Leon was crestfallen. He stared into his mug while Penrod fished out and lit another cigarette. ‘Well, I don’t know what I’m going to do,’ he admitted at last.

‘Chin up, my boy.’ Penrod’s tone was kindly now. ‘You want to be a hunter? Well, a few men are making a fine living doing just that. They hire themselves out to guide visitors from overseas on safari. There are rich men from Europe and America, royalty, aristocrats and millionaires, who are willing to pay a fortune for the chance to bag an elephant or two. These days, African big-game hunting is all the rage in high society.’
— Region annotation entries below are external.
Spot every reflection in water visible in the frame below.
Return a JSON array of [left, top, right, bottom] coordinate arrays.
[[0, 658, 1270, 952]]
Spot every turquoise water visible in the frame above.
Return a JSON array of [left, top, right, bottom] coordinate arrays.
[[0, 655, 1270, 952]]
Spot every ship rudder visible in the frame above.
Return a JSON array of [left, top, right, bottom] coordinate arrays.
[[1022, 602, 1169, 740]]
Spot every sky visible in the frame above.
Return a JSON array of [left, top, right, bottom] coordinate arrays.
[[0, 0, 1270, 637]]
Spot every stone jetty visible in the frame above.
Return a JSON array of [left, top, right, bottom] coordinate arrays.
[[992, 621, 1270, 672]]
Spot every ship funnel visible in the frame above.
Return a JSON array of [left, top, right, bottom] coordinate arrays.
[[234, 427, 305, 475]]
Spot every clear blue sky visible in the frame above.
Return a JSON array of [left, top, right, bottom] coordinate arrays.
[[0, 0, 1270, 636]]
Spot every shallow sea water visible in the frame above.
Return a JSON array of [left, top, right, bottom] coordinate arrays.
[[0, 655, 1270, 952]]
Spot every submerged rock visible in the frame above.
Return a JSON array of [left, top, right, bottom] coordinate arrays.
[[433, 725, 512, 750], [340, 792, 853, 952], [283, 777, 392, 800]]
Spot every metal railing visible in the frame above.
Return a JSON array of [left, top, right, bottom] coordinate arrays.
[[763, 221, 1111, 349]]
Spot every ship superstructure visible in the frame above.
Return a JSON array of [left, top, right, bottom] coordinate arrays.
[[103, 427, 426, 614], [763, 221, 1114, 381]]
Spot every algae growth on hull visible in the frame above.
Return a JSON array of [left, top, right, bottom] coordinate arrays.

‘White hunters? Like Tarlton and Cunninghame?’ Leon’s face was bright. ‘What a wonderful life that must be.’ His expression crumpled again. ‘But how would I get started? I have no money, and I won’t ask my father for help. He’d laugh at me anyway. And I don’t know anybody. Why would dukes and princes and business tycoons want to come all the way from Europe to hunt with me?’

‘I could take you to see a man I know. He might be willing to help you.’

‘When can we go?’

‘Tomorrow. His base camp is only a short ride out of Nairobi.’

‘Major Snell has given me orders to take a patrol up to Lake Turkana. I have to scout out a location to build a fort up there.’

‘Turkana!’ Penrod snorted with laughter. ‘Why would we need a fort up there?’

‘It’s his idea of fun. When I submit the reports he asks for, he sends them back to me with mocking comments scrawled in the margins.’

‘I’ll have a word with him, ask him to release you briefly for a special assignment.’